Dr. William Glasser (my Reality Therapy) “If we do not evaluate our own behavior, or have it evaluated, and do not act to improve our conduct where it is below standards, we will not fulfill our need to be worthwhile and will suffer as acutely as when we fail to love or be loved.” He said that from birth to old age we need to both be loved unconditionally by at least one other person (parent, friend, priest, teacher, editor, cat, significant other) who is in touch with reality and able to meet their own needs, and unconditionally love at least one other person throughout our lives as our health and happiness will depend upon our ability to do so.

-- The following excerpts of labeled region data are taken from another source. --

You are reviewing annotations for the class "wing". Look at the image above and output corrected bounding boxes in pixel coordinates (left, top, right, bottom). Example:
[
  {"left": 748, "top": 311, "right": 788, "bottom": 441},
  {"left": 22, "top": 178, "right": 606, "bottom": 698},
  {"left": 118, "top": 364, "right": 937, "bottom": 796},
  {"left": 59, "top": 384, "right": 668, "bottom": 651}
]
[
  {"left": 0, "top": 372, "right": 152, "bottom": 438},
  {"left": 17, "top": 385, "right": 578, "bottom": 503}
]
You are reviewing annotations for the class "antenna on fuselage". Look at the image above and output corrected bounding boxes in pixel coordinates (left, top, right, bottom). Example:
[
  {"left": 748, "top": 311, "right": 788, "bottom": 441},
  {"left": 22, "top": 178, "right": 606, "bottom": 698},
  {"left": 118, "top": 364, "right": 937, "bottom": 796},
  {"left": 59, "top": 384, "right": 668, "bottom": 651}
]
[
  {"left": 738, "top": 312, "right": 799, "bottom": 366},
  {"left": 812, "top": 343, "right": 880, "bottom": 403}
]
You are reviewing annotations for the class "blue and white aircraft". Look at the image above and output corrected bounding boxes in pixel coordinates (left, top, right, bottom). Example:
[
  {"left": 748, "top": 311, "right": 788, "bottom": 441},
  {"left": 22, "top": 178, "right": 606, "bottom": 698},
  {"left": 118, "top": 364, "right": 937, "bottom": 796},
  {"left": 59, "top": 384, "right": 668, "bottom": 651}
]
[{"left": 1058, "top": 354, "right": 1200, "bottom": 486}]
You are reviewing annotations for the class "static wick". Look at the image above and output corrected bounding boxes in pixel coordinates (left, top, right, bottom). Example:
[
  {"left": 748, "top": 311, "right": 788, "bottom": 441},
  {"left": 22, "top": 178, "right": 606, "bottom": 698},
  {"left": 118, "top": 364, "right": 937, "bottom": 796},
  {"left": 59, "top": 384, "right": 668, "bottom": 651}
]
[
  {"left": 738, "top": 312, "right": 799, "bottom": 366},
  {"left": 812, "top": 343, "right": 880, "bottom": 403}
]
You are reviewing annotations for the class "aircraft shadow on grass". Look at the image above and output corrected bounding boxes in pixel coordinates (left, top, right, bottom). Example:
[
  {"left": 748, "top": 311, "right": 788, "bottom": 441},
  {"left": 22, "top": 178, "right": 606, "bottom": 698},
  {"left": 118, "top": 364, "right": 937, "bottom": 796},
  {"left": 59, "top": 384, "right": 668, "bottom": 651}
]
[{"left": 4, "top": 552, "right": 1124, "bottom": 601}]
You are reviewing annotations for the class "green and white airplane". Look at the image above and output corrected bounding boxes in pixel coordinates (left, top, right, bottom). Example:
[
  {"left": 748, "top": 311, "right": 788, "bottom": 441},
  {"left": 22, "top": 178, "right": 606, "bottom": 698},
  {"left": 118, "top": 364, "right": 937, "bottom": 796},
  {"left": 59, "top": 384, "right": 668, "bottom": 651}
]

We cannot control life events, only how we choose to react to them. What has happened to us in the past is important as it has contributed to who we are now, but the past can’t be changed. So we must focus on our current situation to evaluate if what we are doing will satisfy our needs, or if we need to choose to change our behavior that will allow us to fulfill our needs in a responsible manner. Glasser says, “A person who is unhappy being miserable and seeks change can learn more satisfying behaviors at any age. Like changing a bad golf swing – once learned it may be difficult, but obtainable.” Send me a golf mentor Glasser, who I met and saw in person at SEMO.
Pope Francis recently said, “Let us remember the three key words to live in peace: excuse me, thank you, sorry.” “Argue as much as you want, if the plates start flying, so be it. But never let the day end without making peace – Never.”
So, message to me and you, be aware, cautious this holiday season, lower your expectations, love and allow others to love you, make responsible choices, reach out to at least three other people every day (paradigm bran shift) realize that our God is great, nothing is impossible, and to be aware of our behavior. A miracle is waiting you/me in 2023/2024! Peace Out.
GO REBELS – Beat State on Thanksgiving!